M+B is pleased to present The Breakers, an exhibition of new paintings by Aubrey Levinthal. Levinthal’s work explores the hidden, unarticulated desires and feelings that transpire during daily life. Across a body of fourteen new works, she transforms quotidian moments into intimate, lyrical evocations.
This is the artist’s first solo show with the gallery and her first in Los Angeles. The exhibition will run from September 18 through October 16, 2021 at M+B Doheny (470 North Doheny Drive), with an opening reception on Saturday, September 18 from 6 to 8 pm.
Aubrey Levinthal has a lot to tell us about interior life, especially the domestic interior during quarantine. In The Breakers, Levinthal employs strange viewpoints, cropping, juxtapositions, and, often, a dulled palette communicating prolonged weariness. Late Summer is a family scene in which the father’s face appears in the bottom left corner, sunflowers drooping against his forehead. At the top edge, across the table, sits mother and son, an endless expanse separating them from the man (a perception emphasized by the tiny moon in the window). In The Boys, a father’s upper body and head fill nearly half the canvas while his son occupies a tiny space in the bottom left corner, the child even less visible because his shirt is the same color as the table. This disquieting image speaks to the oddness of family: father and son stare disconsolately to the side, even though the artist/mother’s face is visible (just barely), reflected in a napkin holder at bottom right, placing her there in the room with them. Levinthal complicates the image by including a picture of Hokusai’s The Great Wave off Kanagawa on the wall: though the room is suffused with stillness, irresistible forces like pandemic and climate change loom.
Levinthal is adept at remaking the art historical legacy every artist inherits. In Drop Off (after Venus de Vienne) she transforms the classical Crouching Venus into the working reality of a mother kneeling on the sidewalk to dig in the stroller, her child pressed against her.

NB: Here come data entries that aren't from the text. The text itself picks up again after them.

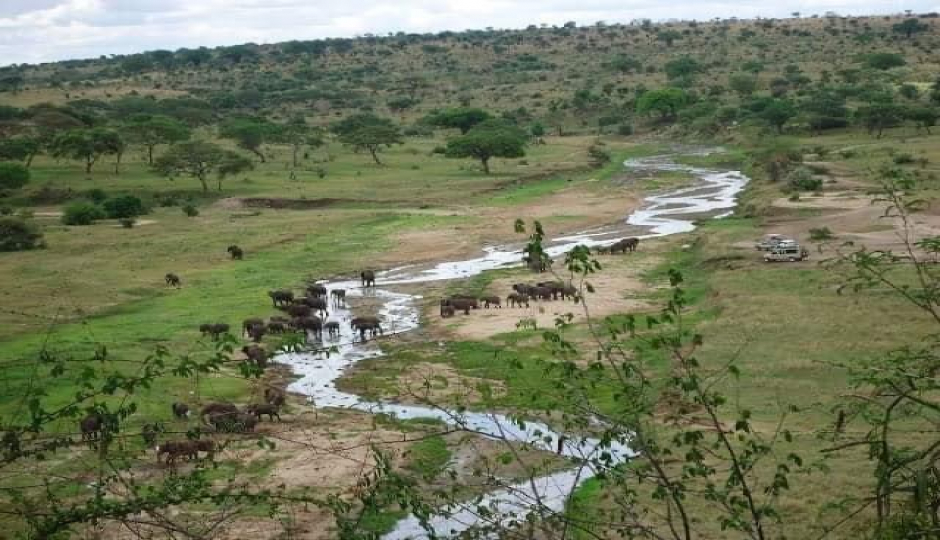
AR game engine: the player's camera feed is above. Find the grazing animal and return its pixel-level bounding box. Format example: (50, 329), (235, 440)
(157, 441), (199, 465)
(209, 411), (258, 433)
(172, 401), (189, 418)
(264, 388), (287, 409)
(192, 439), (215, 461)
(199, 401), (238, 422)
(532, 286), (552, 300)
(266, 320), (287, 334)
(242, 317), (264, 336)
(199, 323), (230, 339)
(304, 297), (329, 317)
(248, 324), (268, 343)
(268, 291), (294, 307)
(506, 292), (529, 307)
(323, 321), (339, 338)
(561, 285), (581, 303)
(245, 403), (281, 422)
(330, 289), (346, 306)
(349, 316), (385, 341)
(163, 272), (182, 289)
(286, 304), (313, 319)
(242, 345), (268, 369)
(307, 283), (326, 298)
(78, 413), (104, 442)
(294, 315), (323, 341)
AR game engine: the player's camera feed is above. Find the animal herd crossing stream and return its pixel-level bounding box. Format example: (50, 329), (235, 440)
(278, 150), (748, 540)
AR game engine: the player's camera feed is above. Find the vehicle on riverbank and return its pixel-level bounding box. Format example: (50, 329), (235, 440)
(764, 240), (809, 262)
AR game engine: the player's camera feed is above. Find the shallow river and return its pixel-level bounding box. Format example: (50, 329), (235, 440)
(278, 152), (748, 540)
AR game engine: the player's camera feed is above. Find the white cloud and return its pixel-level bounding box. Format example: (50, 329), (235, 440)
(0, 0), (940, 65)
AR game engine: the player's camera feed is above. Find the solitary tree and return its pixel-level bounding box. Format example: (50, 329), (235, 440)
(428, 107), (492, 134)
(52, 128), (124, 174)
(272, 116), (323, 167)
(219, 118), (276, 163)
(891, 18), (929, 39)
(636, 88), (689, 120)
(122, 114), (191, 165)
(333, 113), (403, 165)
(153, 141), (254, 192)
(447, 120), (528, 174)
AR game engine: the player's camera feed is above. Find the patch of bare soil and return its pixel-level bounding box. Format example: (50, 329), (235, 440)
(426, 255), (655, 340)
(375, 186), (641, 266)
(396, 362), (506, 405)
(765, 191), (940, 251)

Far from idealizing the figure, Levinthal renders flesh with short, scraped brushstrokes, presenting the body as a locus of unease. Morning Woman is a multivalent pun: the woman sitting glumly on the edge of her tub is a bather in the long tradition of such scenes, but while this genre is normally erotic, Levinthal gives us a mourning woman, she seems to be grieving her own exhaustion.
Covid is a commanding off-screen presence, setting the scene and controlling the parameters. In Neighbor, a woman sits at home, seen only through her window, anxious and unhappy in contrast to her bright yellow shirt and curtains of the same hue. Self-checkout portrays a group of women pressed against the picture plane (two with babies). Frieze-like, they are waiting at the supermarket, one of the few remaining places we still encounter strangers. Knife Reflection is a brilliant isolation painting: Levinthal’s only company is her miniscule reflection in a knife blade; the newly purchased sunflowers already look dead, and the seeds in the cut cantaloupe resemble a scar. Levinthal’s work invites us into her world, and while it is private, we recognize it all too well.